Im Jahr 2003 initiierten die USA einen nicht vom UN-Sicherheitsrat genehmigten Krieg gegen den Irak. Hierfür brachten sie sogar eine 43köpfige »Koalition der Willigen« zustande. Aus Nordafrika, dem Nahen und Mittleren Osten zählten diesmal Jordanien, Katar, Kuwait, Oman, Saudi-Arabien, die Türkei und die VAE dazu. Sie unterstützten die Koalition politisch, aber keines dieser Länder entsandte Truppen. Saudi-Arabien und andere arabische Staaten lehnten den Krieg grundsätzlich ab, da sie zu Recht befürchteten, dass der Sturz Saddam Husseins die arabische Regionalmacht Irak destabilisieren und im Gegenzug den Einfluss des Irans stärken würde.

Das ehrgeizige Projekt von US-Staatspräsident George W. Bush zur Demokratisierung des »Greater Middle East« unter seiner im Jahr 2005 verkündeten »Freedom Agenda« scheiterte.27 Der Irak konnte nicht als »Leuchtturm« der Demokratisierung dienen, sondern entwickelte sich im Gegenteil zum regionalen Brandherd und zu einem gescheiterten Staat. Das Mächtegleichgewicht in Nahmittelost war zerstört. Im Irak erodierte der gesellschaftliche Zusammenhalt. Nationalistische und dschihadistische Kräfte erhielten Auftrieb, und Nachbarstaaten strebten danach, das neu entstandene Vakuum zu besetzen. Ab 2011 breitete sich die Instabilität vom Irak auf andere arabische Staaten wie Jemen und Syrien aus.

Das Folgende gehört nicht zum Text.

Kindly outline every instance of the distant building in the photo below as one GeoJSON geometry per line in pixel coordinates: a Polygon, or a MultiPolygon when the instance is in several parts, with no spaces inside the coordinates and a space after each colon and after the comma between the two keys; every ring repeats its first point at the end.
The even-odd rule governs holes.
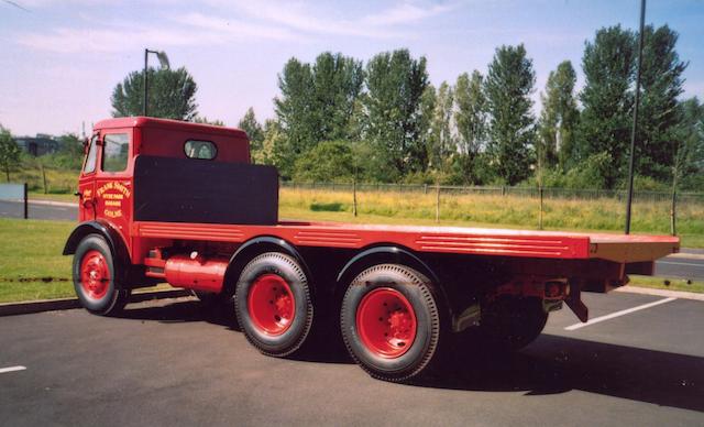
{"type": "Polygon", "coordinates": [[[52,136],[50,135],[45,135],[42,133],[37,133],[35,138],[16,136],[14,141],[18,143],[21,150],[35,157],[44,154],[56,153],[61,146],[61,142],[52,139],[52,136]]]}

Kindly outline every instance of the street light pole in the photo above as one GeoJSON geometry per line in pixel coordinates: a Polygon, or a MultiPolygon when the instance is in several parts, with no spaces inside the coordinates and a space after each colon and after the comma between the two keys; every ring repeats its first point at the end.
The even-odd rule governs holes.
{"type": "Polygon", "coordinates": [[[148,57],[150,54],[150,50],[145,48],[144,50],[144,111],[142,113],[142,116],[146,117],[146,103],[147,103],[147,95],[148,95],[148,89],[147,89],[147,85],[148,85],[148,77],[147,77],[147,69],[146,69],[146,59],[148,57]]]}
{"type": "Polygon", "coordinates": [[[630,233],[630,208],[634,201],[634,167],[636,163],[636,129],[638,127],[638,103],[640,102],[640,66],[642,65],[642,41],[646,23],[646,0],[640,0],[640,40],[638,42],[638,72],[636,73],[636,99],[634,125],[630,132],[630,160],[628,163],[628,200],[626,201],[626,234],[630,233]]]}
{"type": "Polygon", "coordinates": [[[147,68],[147,61],[148,61],[148,55],[153,53],[156,54],[156,57],[158,58],[158,62],[162,66],[162,69],[168,69],[169,68],[169,64],[168,64],[168,57],[166,56],[166,53],[164,51],[150,51],[148,48],[144,50],[144,110],[143,110],[143,116],[146,117],[147,113],[147,103],[148,103],[148,68],[147,68]]]}

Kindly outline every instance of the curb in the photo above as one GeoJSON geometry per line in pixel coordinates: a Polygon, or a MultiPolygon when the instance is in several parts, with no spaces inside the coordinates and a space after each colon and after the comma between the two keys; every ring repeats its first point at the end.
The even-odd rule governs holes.
{"type": "Polygon", "coordinates": [[[673,297],[679,299],[704,300],[704,294],[697,294],[697,293],[685,292],[685,291],[654,289],[651,287],[640,287],[640,286],[630,286],[630,285],[617,287],[614,291],[625,292],[629,294],[666,296],[666,297],[673,297]]]}
{"type": "MultiPolygon", "coordinates": [[[[132,296],[130,296],[130,304],[142,303],[142,302],[152,300],[152,299],[179,298],[179,297],[190,296],[190,295],[191,295],[190,292],[186,289],[143,292],[139,294],[132,294],[132,296]]],[[[42,313],[42,311],[69,310],[74,308],[81,308],[81,305],[78,298],[59,298],[59,299],[30,300],[30,302],[22,302],[22,303],[3,303],[3,304],[0,304],[0,317],[29,315],[32,313],[42,313]]]]}

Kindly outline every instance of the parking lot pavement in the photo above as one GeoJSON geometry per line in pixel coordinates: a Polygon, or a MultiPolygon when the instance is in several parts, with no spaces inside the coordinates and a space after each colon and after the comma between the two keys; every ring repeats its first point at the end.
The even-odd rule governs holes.
{"type": "MultiPolygon", "coordinates": [[[[592,317],[661,297],[586,295],[592,317]]],[[[261,355],[191,299],[0,318],[3,425],[702,425],[704,303],[606,321],[551,315],[520,353],[466,349],[410,385],[372,380],[340,346],[261,355]]],[[[0,371],[1,372],[1,371],[0,371]]]]}

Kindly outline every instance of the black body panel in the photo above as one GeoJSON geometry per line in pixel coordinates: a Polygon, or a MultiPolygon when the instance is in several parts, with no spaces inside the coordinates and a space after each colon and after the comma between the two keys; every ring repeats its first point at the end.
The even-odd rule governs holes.
{"type": "Polygon", "coordinates": [[[274,226],[273,166],[140,155],[134,163],[136,221],[274,226]]]}

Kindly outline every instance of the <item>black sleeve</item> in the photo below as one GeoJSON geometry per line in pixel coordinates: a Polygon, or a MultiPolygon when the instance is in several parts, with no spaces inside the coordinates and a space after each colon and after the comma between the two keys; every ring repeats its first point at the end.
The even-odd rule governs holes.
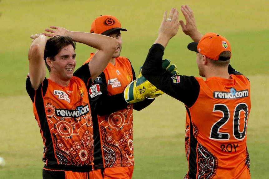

In der arabischen Welt bestand 2011 ein doppeltes Machtvakuum. Zum einen hatten vielerorts die Regierungen durch ihre repressive Herrschaft, die ineffiziente Verwaltung und die politische und ökonomische Erfolglosigkeit das Vertrauen ihrer Bürger verspielt, zum anderen waren die von externen Mächten nach 1918 zumeist in künstlichen Grenzen geschaffenen arabischen Staaten tendenziell schwach und in ihrer Fortexistenz bedroht. Ein »nation buildung« war misslungen, erst gar nicht ernsthaft versucht oder sogar von privilegierten Machteliten bewusst hintertrieben worden.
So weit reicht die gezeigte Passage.